III. Romanos'un Mirdasoğullarına saldırmasının arkasındaki nedenler ile ilgili farklı anlatımlar vardır.[5] Orta Çağ Arap vakainüvisi Antakyalı Yahya (ö. 1066) ve İbnü'l-Adîm'e (ö. 1262) göre Romanos, görevden aldığı Spondilis'in yenilgisinin intikamını almaya karar verdi.[5] Diğer taraftan dönemin tarihçileri İoannis Skilicis ve Mihail Psellos, yapılacak seferin nedeninin Romanos'un ihtişam arayışı olduğunu düşünürler. Askeri deneyim eksikliğine rağmen ya da tam olarak da bu sebeple Romanos, II. Basileios ve seleflerinin eylemlerini taklit etmeye istekliydi; Psellos'a göre, Trajan ve Augustus gibi antik Roma imparatorlarını, hatta Büyük İskender'i taklit etmek istedi.[6][7] Modern tarihçi Suhayl Zakkar, yukarıdaki tüm versiyonlara karşı dikkatli yaklaşılması gerektiğini öne sürer ve Romanos'un büyük olasılıkla Salih'in ölümünden sonra Halep'i ele geçirebileceğine inandığı Bizans'ın ana Arap düşmanı Fâtımîlerden kentin bağımsızlığını garantilemek için hareket ettiğini iddia eder.[8] Halep'in eski bir hükümdarı ve Mirdasoğullarının düşmanı olup, Romanos'un da muhtemelen Mirdasoğullarının yerine geçirmeye çalıştığı Mansur ibni Lu'lu'nun Romanos'un maiyetinde yer alması bunun bir göstergesi.[8] Dahası, Nasr ve Simâl'e gönderdiği bir mektupta Romanos, Mirdasoğulları emirlerinin "gençlikleri" nedeniyle "düşmanlarının...onlardan şehri alabileceği" endişesini dile getirdi ve Halep'i kendisine bir ödeme karşılığında teslim etmelerini istedi.[9]
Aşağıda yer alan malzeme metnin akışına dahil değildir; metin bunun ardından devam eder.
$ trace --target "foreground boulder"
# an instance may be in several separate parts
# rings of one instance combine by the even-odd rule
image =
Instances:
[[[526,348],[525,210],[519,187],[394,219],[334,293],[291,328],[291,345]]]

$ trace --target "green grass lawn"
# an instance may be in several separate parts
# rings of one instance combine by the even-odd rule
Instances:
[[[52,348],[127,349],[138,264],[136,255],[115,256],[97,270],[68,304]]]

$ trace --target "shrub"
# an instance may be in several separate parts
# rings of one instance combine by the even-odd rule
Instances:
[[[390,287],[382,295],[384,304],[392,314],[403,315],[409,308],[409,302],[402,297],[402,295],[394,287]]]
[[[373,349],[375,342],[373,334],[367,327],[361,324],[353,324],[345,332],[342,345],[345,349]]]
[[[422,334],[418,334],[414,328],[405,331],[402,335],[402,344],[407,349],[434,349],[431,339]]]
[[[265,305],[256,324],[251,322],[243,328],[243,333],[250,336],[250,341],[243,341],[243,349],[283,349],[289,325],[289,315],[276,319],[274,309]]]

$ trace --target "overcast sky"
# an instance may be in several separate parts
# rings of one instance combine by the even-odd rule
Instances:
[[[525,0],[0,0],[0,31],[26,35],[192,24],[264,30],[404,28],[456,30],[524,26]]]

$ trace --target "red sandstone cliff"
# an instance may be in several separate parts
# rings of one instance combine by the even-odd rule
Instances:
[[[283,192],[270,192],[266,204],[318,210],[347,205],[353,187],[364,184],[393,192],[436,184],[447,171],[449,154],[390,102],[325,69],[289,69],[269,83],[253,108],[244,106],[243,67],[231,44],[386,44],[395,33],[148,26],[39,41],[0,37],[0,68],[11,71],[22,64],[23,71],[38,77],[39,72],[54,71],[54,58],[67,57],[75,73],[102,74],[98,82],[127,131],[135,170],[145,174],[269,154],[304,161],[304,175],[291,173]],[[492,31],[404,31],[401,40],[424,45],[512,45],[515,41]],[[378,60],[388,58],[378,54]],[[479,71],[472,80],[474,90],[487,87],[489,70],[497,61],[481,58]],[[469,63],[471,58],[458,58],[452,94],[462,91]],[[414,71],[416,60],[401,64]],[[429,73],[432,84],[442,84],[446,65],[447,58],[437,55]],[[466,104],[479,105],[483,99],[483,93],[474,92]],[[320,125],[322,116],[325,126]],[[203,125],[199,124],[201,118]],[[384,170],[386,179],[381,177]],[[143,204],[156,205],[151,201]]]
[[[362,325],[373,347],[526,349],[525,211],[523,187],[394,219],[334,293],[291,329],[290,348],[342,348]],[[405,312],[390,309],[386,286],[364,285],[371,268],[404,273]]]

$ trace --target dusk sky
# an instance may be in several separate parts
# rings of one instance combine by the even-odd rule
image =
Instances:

Ortaçağ minyatürü bir kral ve sarayının büyük bir çadırın altında otururken, sol taraflarında at ve silahlarıyla kamp yapmış bir orduyu gösteriyor
Madrid Skilicis'ten bir minyatür, III. Romanos'un ordusuyla Azez yakınlarında kamp yapmasını gösteriyor

Mart 1030'da Romanos, Halep'e karşı seferi bizzat yönetmek üzere Konstantinopolis'ten ayrıldı. Psellos'a göre, Romanos, başarısından o kadar emindi ki, 20 Temmuz'da ulaştığı Antakya'ya[10] zaferden sonra geldiğinde, görkemli bir giriş yapmak için özel bir taç hazırladı.[11] Bizanslıların yaklaştığını öğrenen Nasr, kuzeni Muqallid ibn Kamil'in önderliğinde bir heyet yolladı[10] ve Bizans hükümdarlığını tanıyıp, haraç ödemeye yeniden başlamayı teklif etti.[12] Psellos'a göre, Nasr'ın elçileri "bu savaşı istemediklerini ne de ona [Romanos] bunun için bir bahane vermeyeceklerini ilan ettiler" fakat "şimdi bir tehdit politikası benimsediğini görmek ve gücünü göstermek için ısrar eden" Romonos yön değiştirmezse savaşa hazırlanırlardı.[11]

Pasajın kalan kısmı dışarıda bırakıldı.